皆さん、Terraformのデプロイ時にセキュリティチェックは行っていますか?
多くの人は「terraform fmt」や「terraform validate」で基本的な構文チェックを行った後、セキュリティの設定値の確認は目視で行っているのではないでしょうか。
今回は、CodeGuru Securityを使用してTerraformのコードに静的解析を施し、DevSecOpsを実現する方法を紹介します。
想定読者
- AWSのセキュリティに興味がある方
- DevSecOpsに興味がある方
- CodeGuru Securityに興味がある方
本記事で取り扱う内容
- CodeGuru Securityの導入方法
- CodeGuru Securityの検出結果の確認方法
本記事で取り扱わない内容
- CodePipelineに紐づくリソースの説明と設定方法
CodeGuru Securityとは
概要
CodeGuru Securityは、機械学習と自動推論を活用してコードの脆弱性を特定し、修正推奨を提供するセキュリティツールです。
このツールは統合開発環境やCI/CDプラットフォームに容易に統合可能で、リアルタイムでの脆弱性検出と自動修正が可能です。
過去の記事でCodeGuru Reviewerをご紹介しておりますが、CodeGuru Securityとは異なるサービスです。
CodeGuru Security は CodeGuru Reviewer とどう違うのですか?
CodeGuru Security は、CodeGuru Reviewer の再設計および再設計されたバージョンです。 CodeGuru Security は、CodeGuru Reviewer 用に開発された検出器に加えて、数百の新しいセキュリティ検出器を使用してコードをスキャンします。 CodeGuru Security には、アプリケーションのセキュリティ体制の監視に役立つ脆弱性追跡やメトリクス ダッシュボードなど、多くの追加機能も含まれています。
出典: CodeGuru Security は CodeGuru Reviewer とどう違うのですか?
両方のサービスを使用して感じた違いは、
CodeGuru Reviewerがリポジトリをスキャンするのに対し、CodeGuru SecurityはAPIベースでスキャンを行うという点です。
対応言語
CodeGuru Securityは、以下の言語での脆弱性検出が可能です。
料金
CodeGuru Securityは現在プレビュー版として無料で提供されています。
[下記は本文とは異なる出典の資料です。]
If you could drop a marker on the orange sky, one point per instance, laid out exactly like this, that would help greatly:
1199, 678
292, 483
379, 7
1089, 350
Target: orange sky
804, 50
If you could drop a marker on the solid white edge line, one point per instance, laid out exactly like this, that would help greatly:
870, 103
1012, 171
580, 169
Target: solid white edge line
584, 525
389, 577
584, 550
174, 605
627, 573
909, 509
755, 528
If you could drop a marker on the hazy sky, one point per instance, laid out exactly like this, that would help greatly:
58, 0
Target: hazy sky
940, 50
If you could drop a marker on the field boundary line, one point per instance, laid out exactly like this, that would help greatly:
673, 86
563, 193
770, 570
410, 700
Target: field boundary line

(2024年4月12日現在)
構成図
構成は以下の通りです。
今回実装する構成の基本的な考え方については、過去の記事で紹介しています。
前提
- TerraformのCI/CDがCodePipelineで組まれていること
Terraformのパイプラインを構築がまだの方は、以下の記事をご覧ください。
環境構築
1. CodeGuru Securityの設定
CodeGuru Securityから、[セキュリティ] > [統合] > [AWS CodePipelineと統合] を選択します。
CloudFormationテンプレートから、CodeBuildプロジェクトを作成します。
以下は、CodeBuildプロジェクトへデフォルト登録されているbuildspec.ymlです。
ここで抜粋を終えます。